Another way that Lapalux is truly following his leader on Ruinism: when guest vocals are present, they’re used dazzlingly. Lapalux seems to enjoy intentionally misplacing vocals to further disorient. Icelandic wonder JFDR, who provides beautiful vocal takes on both “Falling Down” and “Flickering,” just has to be the voice blended into “Displacer,” even though this song has no vocal credit. And although GABI is featured on “Data Demon,” the presence of what’s likely her voice is far more strongly felt on its uncredited successor, “Petty Passion.”

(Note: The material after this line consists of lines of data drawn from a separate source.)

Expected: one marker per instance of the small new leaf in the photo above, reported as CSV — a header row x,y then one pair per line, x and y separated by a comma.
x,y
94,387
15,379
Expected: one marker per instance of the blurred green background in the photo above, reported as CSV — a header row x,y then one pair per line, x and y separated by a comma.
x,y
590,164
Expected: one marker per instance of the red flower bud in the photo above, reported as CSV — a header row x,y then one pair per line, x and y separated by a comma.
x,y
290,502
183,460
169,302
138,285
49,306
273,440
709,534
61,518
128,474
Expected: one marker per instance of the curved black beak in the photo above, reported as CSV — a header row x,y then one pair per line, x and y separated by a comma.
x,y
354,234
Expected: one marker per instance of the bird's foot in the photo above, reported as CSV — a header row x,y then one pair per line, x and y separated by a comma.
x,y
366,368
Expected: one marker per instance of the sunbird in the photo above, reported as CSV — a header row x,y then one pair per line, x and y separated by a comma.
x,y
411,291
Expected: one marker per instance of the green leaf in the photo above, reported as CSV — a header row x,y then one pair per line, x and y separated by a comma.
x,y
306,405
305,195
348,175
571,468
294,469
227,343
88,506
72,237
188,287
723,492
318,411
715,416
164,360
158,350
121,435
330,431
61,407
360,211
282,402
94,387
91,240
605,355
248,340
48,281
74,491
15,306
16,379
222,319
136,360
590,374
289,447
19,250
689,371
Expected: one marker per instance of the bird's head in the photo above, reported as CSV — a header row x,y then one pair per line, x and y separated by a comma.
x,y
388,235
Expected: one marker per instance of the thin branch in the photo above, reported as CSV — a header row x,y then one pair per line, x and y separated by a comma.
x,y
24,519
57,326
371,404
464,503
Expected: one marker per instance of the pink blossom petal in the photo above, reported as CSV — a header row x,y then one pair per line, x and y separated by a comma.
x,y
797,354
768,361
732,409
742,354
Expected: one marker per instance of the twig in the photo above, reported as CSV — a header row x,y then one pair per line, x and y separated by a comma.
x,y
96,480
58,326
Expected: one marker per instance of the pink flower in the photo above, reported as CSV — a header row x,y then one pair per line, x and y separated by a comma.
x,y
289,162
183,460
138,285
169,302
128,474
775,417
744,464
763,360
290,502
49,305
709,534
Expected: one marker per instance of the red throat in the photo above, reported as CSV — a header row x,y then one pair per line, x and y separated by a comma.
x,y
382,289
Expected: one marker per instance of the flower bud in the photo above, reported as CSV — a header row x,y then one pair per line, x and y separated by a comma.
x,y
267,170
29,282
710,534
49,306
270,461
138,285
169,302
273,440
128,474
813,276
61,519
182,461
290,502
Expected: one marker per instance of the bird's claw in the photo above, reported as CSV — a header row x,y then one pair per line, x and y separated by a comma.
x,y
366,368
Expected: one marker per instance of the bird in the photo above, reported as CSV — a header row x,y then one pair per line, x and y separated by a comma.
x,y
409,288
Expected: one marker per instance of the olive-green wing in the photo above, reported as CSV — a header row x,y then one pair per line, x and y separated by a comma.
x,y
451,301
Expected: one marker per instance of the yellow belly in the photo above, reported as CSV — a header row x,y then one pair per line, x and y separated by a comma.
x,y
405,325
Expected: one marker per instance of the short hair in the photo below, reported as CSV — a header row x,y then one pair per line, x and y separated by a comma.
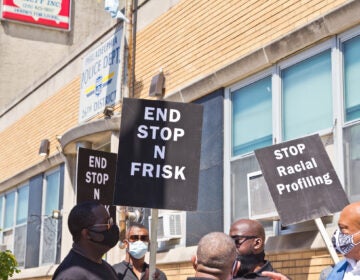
x,y
80,217
216,250
135,225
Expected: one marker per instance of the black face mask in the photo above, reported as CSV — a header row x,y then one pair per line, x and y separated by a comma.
x,y
109,237
249,262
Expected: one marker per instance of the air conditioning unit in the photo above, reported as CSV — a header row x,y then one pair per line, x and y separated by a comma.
x,y
261,205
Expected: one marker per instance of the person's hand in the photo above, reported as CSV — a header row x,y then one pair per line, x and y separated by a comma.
x,y
274,275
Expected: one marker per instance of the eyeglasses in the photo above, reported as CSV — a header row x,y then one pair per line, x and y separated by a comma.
x,y
240,239
144,238
107,226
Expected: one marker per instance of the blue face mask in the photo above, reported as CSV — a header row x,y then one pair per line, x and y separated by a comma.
x,y
343,243
138,249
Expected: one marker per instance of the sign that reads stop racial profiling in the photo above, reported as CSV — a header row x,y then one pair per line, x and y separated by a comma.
x,y
159,154
96,177
301,179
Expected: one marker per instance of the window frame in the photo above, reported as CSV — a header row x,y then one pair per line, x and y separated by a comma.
x,y
44,216
335,130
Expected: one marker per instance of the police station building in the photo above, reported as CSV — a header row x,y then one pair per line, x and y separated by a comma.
x,y
264,72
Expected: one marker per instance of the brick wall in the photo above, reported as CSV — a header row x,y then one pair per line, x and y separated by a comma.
x,y
197,37
192,40
20,142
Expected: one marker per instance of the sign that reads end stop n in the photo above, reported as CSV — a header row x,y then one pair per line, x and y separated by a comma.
x,y
95,176
159,154
301,179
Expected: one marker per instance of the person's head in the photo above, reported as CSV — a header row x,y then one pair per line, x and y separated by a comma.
x,y
137,241
215,256
249,238
348,236
91,226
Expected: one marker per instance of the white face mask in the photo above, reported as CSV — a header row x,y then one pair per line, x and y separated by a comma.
x,y
344,243
138,249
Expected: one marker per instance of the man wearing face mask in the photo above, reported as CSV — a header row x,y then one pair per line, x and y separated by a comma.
x,y
134,266
249,238
215,258
93,234
346,240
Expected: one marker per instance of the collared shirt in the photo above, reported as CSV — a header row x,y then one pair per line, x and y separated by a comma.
x,y
257,274
125,271
78,267
352,271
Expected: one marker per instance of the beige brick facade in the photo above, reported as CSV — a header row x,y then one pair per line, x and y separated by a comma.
x,y
190,41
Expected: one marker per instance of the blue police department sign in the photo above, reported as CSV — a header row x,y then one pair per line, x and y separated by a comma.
x,y
301,179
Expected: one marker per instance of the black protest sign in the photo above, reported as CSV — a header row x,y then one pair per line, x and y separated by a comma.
x,y
159,154
301,179
96,177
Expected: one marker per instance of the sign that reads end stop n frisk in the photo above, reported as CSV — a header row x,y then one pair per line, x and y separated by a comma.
x,y
95,176
301,179
159,154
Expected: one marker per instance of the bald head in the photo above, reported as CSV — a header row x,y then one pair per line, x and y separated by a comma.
x,y
249,236
216,254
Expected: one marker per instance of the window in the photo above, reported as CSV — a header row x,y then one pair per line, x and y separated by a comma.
x,y
293,99
351,49
50,233
307,96
251,109
351,132
28,229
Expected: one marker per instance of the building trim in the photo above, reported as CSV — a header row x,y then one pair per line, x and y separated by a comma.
x,y
331,24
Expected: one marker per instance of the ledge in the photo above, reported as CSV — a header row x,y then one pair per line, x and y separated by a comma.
x,y
94,131
335,22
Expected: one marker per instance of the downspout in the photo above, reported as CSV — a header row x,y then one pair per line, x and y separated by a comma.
x,y
125,85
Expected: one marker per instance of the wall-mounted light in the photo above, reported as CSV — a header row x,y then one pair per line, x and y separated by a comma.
x,y
157,86
108,112
44,148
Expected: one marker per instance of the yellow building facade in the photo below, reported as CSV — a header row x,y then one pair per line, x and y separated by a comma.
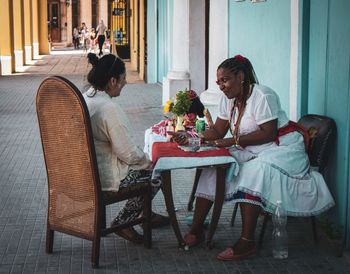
x,y
35,26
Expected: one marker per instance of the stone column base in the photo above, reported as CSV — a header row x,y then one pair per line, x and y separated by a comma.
x,y
18,59
5,65
27,54
35,51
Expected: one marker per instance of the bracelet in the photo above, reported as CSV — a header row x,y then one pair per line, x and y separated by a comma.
x,y
235,140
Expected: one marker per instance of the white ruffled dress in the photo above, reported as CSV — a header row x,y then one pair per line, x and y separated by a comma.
x,y
278,172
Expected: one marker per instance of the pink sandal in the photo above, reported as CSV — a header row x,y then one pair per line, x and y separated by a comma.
x,y
229,253
192,240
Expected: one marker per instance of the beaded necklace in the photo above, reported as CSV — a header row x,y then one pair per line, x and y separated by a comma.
x,y
240,110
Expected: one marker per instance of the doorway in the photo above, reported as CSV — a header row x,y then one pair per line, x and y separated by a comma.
x,y
53,14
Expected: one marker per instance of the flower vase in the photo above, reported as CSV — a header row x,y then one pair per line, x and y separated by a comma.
x,y
179,123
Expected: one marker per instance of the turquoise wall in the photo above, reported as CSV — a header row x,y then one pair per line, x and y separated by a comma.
x,y
261,32
159,39
329,90
164,25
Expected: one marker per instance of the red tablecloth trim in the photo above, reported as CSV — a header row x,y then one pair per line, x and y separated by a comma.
x,y
170,149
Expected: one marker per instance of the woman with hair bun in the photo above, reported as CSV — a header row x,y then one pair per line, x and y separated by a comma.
x,y
120,161
277,168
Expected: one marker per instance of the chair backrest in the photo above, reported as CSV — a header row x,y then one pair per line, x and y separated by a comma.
x,y
322,132
73,182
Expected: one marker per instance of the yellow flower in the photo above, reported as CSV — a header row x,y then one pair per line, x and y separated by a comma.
x,y
168,106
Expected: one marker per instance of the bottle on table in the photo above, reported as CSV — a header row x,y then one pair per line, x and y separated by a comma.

Beyond the fantastic intricacies of these songs, a few immediate entry points exist. Ruinism’s most cathartic moments are its most accessible, such as when Louisahhh’s appearance on “Rotted Arp” precedes a beat drop so ominous it could soundtrack a bad horror scene. “Running to Evaporate,” with its bass-thumping crescendo, is likewise an immediate jolt of energy in an otherwise sly, patient experience. The descent towards our eventual demise likely comes with occasional moments of fully conscious realization, so why shouldn’t Lapalux build Ruinism in the same fashion?